I’m sitting here in the living room - shifting my eyes between NBA playing on the TV, a friend’s messages on my smartphone, the new apps on my tablet, and this blog post on my PC. Add to that the Super Mario game running on my Nintendo DS and the magazine article I was browsing on my Kindle and things become mind-boggling. This is the way life works now. These screens have come to dominate my life.
These screens emanate a digital bubble where everything is instant. A whole world at the mercy of our fingertips. Any information that I fancy can be gleaned at an instant. (I just googled the definition of the word glean) Friendships can be maintained with 13 letters and a punctuation mark: “H-A-P-P-Y B-I-R-T-H-D-A-Y!”, an event that the system already helped us remember.
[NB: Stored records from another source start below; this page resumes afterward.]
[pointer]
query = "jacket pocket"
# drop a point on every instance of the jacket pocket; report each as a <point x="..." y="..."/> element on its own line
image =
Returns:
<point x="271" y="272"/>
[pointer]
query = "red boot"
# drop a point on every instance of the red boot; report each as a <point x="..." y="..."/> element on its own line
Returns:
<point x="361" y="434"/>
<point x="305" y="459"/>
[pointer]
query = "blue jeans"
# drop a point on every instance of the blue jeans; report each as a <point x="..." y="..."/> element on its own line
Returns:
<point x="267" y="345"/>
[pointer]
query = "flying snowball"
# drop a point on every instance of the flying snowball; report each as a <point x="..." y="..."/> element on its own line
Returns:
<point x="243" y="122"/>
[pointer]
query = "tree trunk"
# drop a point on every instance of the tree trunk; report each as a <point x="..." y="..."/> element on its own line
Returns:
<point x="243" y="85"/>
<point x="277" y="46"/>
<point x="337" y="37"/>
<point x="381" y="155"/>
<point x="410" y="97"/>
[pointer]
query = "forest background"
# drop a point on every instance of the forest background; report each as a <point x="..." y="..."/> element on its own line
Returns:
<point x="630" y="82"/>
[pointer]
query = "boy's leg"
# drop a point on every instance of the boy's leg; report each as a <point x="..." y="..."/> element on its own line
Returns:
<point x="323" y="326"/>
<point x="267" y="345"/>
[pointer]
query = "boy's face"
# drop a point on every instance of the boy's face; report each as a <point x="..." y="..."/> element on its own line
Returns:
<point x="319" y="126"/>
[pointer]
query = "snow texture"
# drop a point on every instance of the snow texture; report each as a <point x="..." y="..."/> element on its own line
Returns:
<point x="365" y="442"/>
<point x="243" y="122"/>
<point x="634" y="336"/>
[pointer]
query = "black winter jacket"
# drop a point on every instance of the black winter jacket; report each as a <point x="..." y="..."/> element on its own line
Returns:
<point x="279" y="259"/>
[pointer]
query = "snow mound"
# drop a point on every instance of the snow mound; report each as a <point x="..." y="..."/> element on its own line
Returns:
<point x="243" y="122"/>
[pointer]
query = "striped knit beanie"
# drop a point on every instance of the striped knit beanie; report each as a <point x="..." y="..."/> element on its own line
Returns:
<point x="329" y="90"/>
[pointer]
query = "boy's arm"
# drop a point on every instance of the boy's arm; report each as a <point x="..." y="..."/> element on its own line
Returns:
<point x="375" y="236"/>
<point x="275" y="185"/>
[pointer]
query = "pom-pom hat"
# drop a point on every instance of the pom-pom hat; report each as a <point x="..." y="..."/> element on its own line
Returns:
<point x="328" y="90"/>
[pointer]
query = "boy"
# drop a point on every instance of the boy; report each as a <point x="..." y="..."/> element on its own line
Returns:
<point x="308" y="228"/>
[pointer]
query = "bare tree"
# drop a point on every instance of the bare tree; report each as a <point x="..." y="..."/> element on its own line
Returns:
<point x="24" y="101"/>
No matter what mood we’re in, there is an endless abundance of entertainment options in a hundred different languages. We can play games with people whose countries we can’t even spell. I know many people who find more excitement in downloading movies that in watching them. This bubble is a paradise for instant gratification.
It used to be that we have to actively log in to our PCs to start accessing our emails and favorite websites. No longer. With the advent and mass adoption of the new screens such as smartphones and tablets, the digital bubble becomes ever more addictive and inescapable. In this paradigm, there is no such thing as activities, only bombardments. We can rarely focus our cognitive spotlights on one or even two screens without feeling like we’re wasting time. In the course of writing this post alone, I’ve sent 6 text messages, played Temple Run while waiting for a Youtube video to load, and refreshed my Facebook newsfeed 11 times… It’s a never-ending treadmill and yet we keep clicking, refreshing… We can never get enough.
The screens of modern life have saved lives and shrunk the world. But they have also shortened attention spans and isolated people. I know I have to be careful of the immense power of technology, but I spend over 90% of my waking hours with these screens. I live and breathe in the digital bubble and there’s no going back. I bought these gadgets and they make me happy; I own them, yes, but why do I feel like they own me?